For this, we use the aforementioned bytesToLines tube, which appends newlines to its inputs.

Tubes Versus Protocols

If you’ve used Twisted before, you may notice that half of the line-splitting above is exactly what LineReceiver does, and that there are lots of related classes that can do similar things for other message types. The other half is handled by producers and consumers. tubes is a newer interface than those things, and you will find it somewhat improved. If you’re writing new code, you should generally prefer to use tubes.

There are three ways in which tubes is better than using producers, consumers, and the various XXXReceiver classes directly.
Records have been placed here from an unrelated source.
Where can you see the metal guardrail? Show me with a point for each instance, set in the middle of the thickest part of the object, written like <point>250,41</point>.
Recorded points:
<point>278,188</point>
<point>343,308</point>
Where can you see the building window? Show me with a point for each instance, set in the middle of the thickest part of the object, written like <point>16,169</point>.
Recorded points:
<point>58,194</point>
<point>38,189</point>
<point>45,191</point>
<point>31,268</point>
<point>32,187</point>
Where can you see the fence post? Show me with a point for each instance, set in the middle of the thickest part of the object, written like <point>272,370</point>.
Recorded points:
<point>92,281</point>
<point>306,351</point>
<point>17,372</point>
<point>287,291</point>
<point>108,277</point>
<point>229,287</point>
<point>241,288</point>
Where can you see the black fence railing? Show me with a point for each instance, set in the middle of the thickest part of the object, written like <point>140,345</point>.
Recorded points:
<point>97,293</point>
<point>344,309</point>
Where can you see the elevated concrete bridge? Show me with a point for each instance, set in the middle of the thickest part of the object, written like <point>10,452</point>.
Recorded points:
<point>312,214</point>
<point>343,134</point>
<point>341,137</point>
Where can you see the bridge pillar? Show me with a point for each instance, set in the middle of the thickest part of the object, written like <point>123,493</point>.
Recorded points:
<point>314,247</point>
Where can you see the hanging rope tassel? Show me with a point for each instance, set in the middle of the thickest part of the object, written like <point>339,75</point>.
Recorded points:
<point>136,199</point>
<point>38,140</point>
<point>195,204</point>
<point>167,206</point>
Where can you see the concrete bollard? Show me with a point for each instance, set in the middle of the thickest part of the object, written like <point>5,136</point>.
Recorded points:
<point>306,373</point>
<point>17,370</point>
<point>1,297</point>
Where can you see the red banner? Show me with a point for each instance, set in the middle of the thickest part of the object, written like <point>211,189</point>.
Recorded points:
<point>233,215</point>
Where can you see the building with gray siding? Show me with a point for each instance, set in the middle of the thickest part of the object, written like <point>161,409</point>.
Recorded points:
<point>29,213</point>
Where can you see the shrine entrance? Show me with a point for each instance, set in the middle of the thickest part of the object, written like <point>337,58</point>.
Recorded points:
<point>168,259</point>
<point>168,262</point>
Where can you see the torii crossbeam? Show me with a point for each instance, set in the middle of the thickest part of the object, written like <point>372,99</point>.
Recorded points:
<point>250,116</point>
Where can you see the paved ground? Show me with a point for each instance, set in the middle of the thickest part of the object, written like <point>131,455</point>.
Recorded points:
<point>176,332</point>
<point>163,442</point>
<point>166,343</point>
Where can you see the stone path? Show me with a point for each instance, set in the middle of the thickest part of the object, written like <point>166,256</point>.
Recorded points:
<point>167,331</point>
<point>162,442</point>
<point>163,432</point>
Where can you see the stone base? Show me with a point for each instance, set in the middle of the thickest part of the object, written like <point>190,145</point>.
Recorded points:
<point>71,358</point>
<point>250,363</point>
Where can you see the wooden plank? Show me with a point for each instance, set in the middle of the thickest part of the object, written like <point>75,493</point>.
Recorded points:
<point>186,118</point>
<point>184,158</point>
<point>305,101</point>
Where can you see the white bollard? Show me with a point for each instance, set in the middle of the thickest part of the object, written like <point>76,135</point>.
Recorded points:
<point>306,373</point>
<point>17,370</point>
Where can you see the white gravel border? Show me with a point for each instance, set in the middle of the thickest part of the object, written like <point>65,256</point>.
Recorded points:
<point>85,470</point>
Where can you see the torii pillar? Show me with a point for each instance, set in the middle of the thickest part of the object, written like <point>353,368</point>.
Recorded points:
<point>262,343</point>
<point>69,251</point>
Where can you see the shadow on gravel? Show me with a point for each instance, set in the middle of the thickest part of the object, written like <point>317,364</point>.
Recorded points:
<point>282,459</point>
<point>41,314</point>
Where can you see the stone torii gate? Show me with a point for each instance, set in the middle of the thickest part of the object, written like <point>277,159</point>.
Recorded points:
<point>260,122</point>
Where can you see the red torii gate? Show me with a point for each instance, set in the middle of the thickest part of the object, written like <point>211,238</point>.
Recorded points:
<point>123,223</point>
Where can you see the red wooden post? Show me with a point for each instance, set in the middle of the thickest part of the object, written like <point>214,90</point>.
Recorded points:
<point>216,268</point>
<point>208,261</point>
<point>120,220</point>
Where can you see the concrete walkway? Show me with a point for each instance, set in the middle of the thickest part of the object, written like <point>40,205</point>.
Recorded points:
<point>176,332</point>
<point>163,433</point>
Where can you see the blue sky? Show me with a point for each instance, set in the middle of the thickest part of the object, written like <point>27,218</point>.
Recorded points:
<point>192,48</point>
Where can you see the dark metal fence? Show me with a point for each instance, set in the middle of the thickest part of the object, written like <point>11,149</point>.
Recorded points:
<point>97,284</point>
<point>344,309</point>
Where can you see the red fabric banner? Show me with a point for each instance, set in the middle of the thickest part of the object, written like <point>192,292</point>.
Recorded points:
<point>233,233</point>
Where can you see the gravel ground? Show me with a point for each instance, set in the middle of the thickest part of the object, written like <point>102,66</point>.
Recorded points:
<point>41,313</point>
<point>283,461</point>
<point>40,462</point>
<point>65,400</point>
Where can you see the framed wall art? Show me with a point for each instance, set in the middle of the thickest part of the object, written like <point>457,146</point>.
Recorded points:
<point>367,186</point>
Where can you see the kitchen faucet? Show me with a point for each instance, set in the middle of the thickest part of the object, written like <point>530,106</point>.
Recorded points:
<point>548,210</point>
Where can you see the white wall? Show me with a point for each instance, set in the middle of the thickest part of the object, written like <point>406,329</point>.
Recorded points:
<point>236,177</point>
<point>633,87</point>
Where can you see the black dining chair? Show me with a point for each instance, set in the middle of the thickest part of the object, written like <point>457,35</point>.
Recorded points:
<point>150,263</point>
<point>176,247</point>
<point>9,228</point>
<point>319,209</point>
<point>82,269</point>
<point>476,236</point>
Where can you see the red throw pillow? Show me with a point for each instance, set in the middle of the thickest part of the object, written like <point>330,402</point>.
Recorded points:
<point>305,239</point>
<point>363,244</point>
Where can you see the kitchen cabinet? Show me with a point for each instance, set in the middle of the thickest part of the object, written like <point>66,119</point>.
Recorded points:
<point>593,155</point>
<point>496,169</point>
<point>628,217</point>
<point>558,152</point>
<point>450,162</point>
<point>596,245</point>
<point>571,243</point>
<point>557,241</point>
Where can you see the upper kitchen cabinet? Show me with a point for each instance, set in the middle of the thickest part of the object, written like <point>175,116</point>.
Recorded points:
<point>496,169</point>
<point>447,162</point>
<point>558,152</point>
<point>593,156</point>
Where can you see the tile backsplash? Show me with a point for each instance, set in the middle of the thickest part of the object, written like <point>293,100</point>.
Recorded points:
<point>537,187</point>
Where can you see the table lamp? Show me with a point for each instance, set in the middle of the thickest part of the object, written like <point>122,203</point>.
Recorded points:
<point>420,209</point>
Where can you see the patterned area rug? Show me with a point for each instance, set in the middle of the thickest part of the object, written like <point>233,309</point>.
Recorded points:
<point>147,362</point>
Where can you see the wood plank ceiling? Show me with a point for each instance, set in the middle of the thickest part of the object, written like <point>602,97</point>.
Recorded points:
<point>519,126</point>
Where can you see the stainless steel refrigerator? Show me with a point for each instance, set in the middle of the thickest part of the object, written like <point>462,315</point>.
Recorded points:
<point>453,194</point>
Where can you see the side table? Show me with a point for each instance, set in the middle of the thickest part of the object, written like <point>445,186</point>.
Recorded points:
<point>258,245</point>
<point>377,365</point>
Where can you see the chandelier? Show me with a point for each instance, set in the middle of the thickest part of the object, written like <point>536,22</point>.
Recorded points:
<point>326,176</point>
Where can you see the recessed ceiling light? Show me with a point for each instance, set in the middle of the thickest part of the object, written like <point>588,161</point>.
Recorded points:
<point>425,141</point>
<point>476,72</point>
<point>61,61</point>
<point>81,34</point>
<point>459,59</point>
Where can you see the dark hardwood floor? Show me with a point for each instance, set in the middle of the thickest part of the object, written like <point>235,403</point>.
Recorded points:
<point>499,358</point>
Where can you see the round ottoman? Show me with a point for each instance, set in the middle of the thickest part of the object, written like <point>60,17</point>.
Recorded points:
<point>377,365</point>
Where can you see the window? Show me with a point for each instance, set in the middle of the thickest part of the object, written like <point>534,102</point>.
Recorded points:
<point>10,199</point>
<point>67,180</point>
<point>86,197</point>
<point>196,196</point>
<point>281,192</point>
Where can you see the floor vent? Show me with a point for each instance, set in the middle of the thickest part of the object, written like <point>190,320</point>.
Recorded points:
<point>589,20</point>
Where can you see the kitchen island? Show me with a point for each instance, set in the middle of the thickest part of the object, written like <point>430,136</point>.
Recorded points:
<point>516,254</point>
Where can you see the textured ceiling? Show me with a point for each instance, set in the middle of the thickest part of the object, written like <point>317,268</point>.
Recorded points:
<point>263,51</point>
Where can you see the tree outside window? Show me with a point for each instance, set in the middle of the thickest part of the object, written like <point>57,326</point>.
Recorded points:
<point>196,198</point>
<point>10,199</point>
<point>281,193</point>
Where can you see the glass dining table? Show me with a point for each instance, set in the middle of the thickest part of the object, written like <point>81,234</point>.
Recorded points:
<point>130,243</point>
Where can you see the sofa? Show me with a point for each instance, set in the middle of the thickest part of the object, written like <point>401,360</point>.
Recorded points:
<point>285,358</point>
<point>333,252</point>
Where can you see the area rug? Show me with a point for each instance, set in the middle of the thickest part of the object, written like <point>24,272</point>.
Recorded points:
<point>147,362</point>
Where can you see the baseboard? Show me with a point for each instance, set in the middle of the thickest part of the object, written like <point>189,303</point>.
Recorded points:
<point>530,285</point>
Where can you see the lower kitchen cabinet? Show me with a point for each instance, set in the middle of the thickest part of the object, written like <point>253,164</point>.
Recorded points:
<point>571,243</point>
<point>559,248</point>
  1. tubes is general purpose. Whereas each FooReceiver class receives Foo objects in its own way, tubes provides consistent, re-usable abstractions for sending and receiving.
  2. tubes does not require subclassing. The fact that different responsibilities live in different objects makes it easier to test and instrument them.
  3. tubes handles flow-control automatically. The manual flow-control notifications provided by IProducer and IConsumer are still used internally in tubes to hook up to twisted.internet, but the interfaces defined in tubes itself are considerably more flexible, as they allow you to hook together chains of arbitrary length, as opposed to just getting buffer notifications for a single connection to a single object.